On top of a test of professionalism, this was also a test of the managers and players’ powers of improvisation. Injuries ravaged both lineups so both benches featured youngsters without senior appearances. As for the starters, Moussa Sissoko played at right wing-back for Spurs while Christian Fuchs partnered Yohan Benalouane in the middle of Leicester’s defence in the absence of Robert Huth and Wes Morgan. Benalouane, in particular, was made to look ditzy by Spurs’ artful attackers.
But it was Leicester who made the better start in a crackling atmosphere. Both sets of fans sang songs to show that they considered this not to be a meaningless encounter but a pointed renewal of old rivalries, with the home supporters deriving much glee from reminding the visitors of the outcome of last season’s title race. In the ninth minute Riyad Mahrez and Jamie Vardy put together a move that could have been pulled from a DVD of that campaign, the Algerian weaving his way infield from the right before slipping a ball through to Vardy. The striker shot on the run from 18 yards but Hugo Lloris made a staunch save. Four minutes later the Frenchman was called into action again, this time blocking a deflected shot by Daniel Amartey.
Then Spurs bared their teeth and a nightmare began for Benalouane, in particular.

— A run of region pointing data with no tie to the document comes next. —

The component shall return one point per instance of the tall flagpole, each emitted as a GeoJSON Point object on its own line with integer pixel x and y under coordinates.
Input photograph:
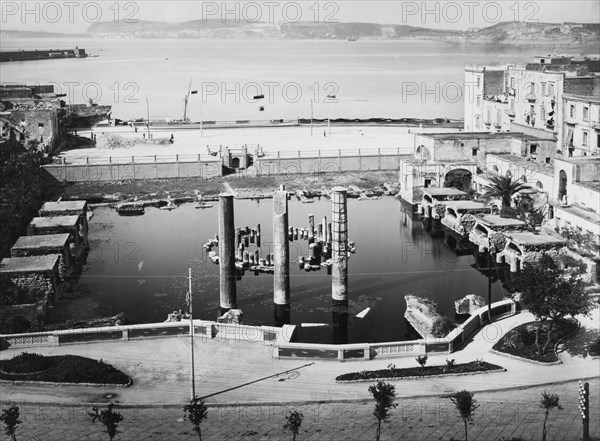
{"type": "Point", "coordinates": [311, 103]}
{"type": "Point", "coordinates": [191, 333]}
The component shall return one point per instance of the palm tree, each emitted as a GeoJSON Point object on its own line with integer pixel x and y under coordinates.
{"type": "Point", "coordinates": [503, 187]}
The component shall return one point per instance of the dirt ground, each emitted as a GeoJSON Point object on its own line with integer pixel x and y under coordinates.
{"type": "Point", "coordinates": [242, 186]}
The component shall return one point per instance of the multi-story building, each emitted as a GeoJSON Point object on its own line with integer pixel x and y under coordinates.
{"type": "Point", "coordinates": [581, 126]}
{"type": "Point", "coordinates": [526, 99]}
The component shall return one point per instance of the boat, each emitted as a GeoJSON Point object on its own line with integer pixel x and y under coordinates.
{"type": "Point", "coordinates": [130, 209]}
{"type": "Point", "coordinates": [170, 205]}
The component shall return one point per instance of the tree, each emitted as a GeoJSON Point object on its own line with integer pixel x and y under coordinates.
{"type": "Point", "coordinates": [466, 405]}
{"type": "Point", "coordinates": [10, 418]}
{"type": "Point", "coordinates": [294, 421]}
{"type": "Point", "coordinates": [109, 418]}
{"type": "Point", "coordinates": [551, 295]}
{"type": "Point", "coordinates": [548, 402]}
{"type": "Point", "coordinates": [422, 360]}
{"type": "Point", "coordinates": [384, 395]}
{"type": "Point", "coordinates": [196, 412]}
{"type": "Point", "coordinates": [503, 187]}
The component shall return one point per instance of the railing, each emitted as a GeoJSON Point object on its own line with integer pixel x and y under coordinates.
{"type": "Point", "coordinates": [367, 351]}
{"type": "Point", "coordinates": [139, 159]}
{"type": "Point", "coordinates": [345, 152]}
{"type": "Point", "coordinates": [203, 329]}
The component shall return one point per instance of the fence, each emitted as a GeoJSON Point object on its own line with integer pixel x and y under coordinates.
{"type": "Point", "coordinates": [155, 168]}
{"type": "Point", "coordinates": [329, 161]}
{"type": "Point", "coordinates": [203, 330]}
{"type": "Point", "coordinates": [367, 351]}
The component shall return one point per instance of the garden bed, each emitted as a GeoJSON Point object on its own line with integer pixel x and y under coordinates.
{"type": "Point", "coordinates": [520, 341]}
{"type": "Point", "coordinates": [60, 369]}
{"type": "Point", "coordinates": [416, 372]}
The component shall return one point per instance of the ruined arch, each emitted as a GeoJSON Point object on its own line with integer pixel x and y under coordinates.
{"type": "Point", "coordinates": [562, 185]}
{"type": "Point", "coordinates": [423, 152]}
{"type": "Point", "coordinates": [459, 178]}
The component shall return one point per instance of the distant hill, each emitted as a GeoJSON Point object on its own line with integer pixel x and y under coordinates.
{"type": "Point", "coordinates": [504, 31]}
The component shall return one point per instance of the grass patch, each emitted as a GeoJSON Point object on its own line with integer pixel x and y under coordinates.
{"type": "Point", "coordinates": [60, 369]}
{"type": "Point", "coordinates": [520, 341]}
{"type": "Point", "coordinates": [463, 368]}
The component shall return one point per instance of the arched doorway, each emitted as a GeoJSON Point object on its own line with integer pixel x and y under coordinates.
{"type": "Point", "coordinates": [423, 153]}
{"type": "Point", "coordinates": [459, 178]}
{"type": "Point", "coordinates": [562, 185]}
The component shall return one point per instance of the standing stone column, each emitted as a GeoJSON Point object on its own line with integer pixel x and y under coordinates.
{"type": "Point", "coordinates": [281, 281]}
{"type": "Point", "coordinates": [227, 253]}
{"type": "Point", "coordinates": [339, 244]}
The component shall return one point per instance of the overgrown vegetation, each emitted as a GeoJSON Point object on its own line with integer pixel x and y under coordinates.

Son should have scored when the ball ricocheted to him after Dele Alli charged down an attempted clearance by the Algerian, but Son blasted over from the edge of the area. Sissoko had a more respectable effort moments later, lashing a shot just over the bar from 20 yards after Kane’s weak free-kick rebounded off the wall. Kane flexed his muscle in the 20th minute, when he added to Benalouane’s difficulties by shunting the defender off the ball near the corner of Leicester’s box. But the striker could not complete the ambush, letting Leicester off by curling his shot over the bar.

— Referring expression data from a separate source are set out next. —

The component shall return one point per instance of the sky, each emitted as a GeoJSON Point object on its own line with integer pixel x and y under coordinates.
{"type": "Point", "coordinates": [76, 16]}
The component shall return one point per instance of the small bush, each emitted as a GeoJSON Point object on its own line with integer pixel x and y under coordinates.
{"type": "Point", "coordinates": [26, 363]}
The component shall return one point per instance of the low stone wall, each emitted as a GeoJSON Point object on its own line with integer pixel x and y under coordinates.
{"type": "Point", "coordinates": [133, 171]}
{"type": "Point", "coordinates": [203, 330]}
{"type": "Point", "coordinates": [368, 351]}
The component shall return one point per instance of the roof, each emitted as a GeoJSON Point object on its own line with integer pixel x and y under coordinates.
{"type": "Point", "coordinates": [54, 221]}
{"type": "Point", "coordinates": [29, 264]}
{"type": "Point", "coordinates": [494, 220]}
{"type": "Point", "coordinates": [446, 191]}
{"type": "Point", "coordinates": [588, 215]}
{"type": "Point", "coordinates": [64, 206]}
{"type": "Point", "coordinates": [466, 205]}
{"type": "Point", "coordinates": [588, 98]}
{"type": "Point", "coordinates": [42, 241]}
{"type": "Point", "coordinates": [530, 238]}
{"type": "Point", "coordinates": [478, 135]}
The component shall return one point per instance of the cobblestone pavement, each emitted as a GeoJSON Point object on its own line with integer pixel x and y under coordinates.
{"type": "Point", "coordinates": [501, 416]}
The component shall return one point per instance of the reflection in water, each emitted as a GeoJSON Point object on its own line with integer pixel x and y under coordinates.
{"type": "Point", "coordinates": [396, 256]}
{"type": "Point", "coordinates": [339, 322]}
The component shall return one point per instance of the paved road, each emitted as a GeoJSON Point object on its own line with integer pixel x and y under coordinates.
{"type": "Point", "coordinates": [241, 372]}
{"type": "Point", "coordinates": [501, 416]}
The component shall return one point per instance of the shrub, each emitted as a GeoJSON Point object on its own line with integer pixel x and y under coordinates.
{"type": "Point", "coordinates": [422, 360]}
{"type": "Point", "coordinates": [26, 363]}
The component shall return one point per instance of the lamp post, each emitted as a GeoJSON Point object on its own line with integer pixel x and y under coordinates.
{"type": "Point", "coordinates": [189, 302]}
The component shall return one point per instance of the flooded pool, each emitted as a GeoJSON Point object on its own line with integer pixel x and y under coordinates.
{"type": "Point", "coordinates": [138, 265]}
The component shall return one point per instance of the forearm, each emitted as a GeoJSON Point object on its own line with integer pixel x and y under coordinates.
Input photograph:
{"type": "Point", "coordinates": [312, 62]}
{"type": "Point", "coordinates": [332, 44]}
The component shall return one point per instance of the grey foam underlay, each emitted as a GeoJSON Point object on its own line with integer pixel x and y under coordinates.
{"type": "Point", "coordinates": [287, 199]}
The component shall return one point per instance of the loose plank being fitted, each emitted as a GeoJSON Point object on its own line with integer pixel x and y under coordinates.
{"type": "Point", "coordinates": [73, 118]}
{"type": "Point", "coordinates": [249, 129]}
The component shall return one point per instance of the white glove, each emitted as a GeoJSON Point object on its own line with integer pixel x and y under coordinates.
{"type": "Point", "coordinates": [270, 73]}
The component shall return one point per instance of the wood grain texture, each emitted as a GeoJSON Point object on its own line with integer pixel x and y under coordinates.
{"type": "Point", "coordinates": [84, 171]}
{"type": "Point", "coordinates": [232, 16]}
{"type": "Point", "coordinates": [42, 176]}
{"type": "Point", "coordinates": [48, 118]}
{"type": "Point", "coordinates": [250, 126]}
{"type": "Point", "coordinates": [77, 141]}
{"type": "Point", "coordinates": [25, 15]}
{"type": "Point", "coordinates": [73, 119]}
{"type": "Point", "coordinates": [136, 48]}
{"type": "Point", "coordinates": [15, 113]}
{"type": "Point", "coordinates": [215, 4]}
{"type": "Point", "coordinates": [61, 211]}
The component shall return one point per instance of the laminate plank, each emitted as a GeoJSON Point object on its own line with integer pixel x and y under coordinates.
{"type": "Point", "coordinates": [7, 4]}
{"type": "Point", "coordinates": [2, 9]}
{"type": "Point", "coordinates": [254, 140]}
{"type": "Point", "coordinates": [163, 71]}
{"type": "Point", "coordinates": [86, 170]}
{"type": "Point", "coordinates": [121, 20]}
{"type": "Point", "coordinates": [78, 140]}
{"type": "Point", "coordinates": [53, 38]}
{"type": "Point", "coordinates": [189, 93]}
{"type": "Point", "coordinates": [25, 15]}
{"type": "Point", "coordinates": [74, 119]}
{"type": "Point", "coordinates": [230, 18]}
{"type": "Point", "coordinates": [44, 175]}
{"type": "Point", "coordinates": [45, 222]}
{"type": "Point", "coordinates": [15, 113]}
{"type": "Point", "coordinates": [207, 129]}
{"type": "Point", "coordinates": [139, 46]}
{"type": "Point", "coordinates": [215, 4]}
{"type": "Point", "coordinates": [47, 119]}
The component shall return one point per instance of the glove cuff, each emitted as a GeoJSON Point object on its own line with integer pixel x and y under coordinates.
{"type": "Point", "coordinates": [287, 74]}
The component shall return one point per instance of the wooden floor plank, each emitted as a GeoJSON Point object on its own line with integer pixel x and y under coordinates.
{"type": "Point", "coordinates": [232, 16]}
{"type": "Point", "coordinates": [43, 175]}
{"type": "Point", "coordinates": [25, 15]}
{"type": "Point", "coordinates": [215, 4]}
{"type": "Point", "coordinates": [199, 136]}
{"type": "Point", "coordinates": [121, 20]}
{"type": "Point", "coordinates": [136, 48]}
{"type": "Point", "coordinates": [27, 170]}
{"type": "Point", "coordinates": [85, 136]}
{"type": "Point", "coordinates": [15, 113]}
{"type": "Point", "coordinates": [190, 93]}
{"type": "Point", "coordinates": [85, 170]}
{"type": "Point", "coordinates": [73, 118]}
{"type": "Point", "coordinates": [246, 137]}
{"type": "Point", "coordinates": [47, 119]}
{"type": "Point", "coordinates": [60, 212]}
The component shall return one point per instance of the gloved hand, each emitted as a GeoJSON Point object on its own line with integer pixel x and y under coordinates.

There was no pardon for the home side in the 25th minute. Toby Alderweireld exposed flat-footedness in their defence by dropping a long pass over them from deep inside his own half, Fuchs failing to cut it out and Benalouane undermining his team’s offside scheme. Son took advantage, scampering on to the ball before playing a square pass to Kane, who converted from close range. “He’s just a shit Jamie Vardy,” chanted the Spurs fans with cheery sarcasm.
Spurs players began to run amok. They increased their lead in the 35th minute with a sumptuous goal, an intricate move culminating with Alli scooping the ball over the heads of Leicester’s bewildered defenders before Son swept a volley into the net from 10 yards.
Spurs had torn open a huge class divide between the sides. Shakespeare had to find a way to stop the bleeding, at least. He introduced Islam Slimani for Shinji Okazaki at half-time and Leicester made a strong start to the second period. In the 59th minute their revolt gathered momentum when Ben Chilwell scored with impressive composure. Lloris had rushed out of his box to intercept a pass to Vardy but Leicester kept possession and when the ball was played to Chilwell, the 20-year-old sidestepped a defender and stroked it into the net from 12 yards despite Dier’s attempt to clear off the line.
Belief in a comeback lasted four minutes. That is how long it took Spurs to re-establish their superiority. Alderweireld cantered down the right and floated a cross from the right to the back post, where Victor Wanyama headed it back across to Kane, who nodded in. Eight minutes later Son struck again, ridiculing Wilfrid Ndidi at the edge of the box before sweeping a low shot into the net. The uprising had been quashed with imperious style.
Kane completed his hat-trick two minutes from time, rifling a low shot into the net from 20 yards and then added his fourth at the death.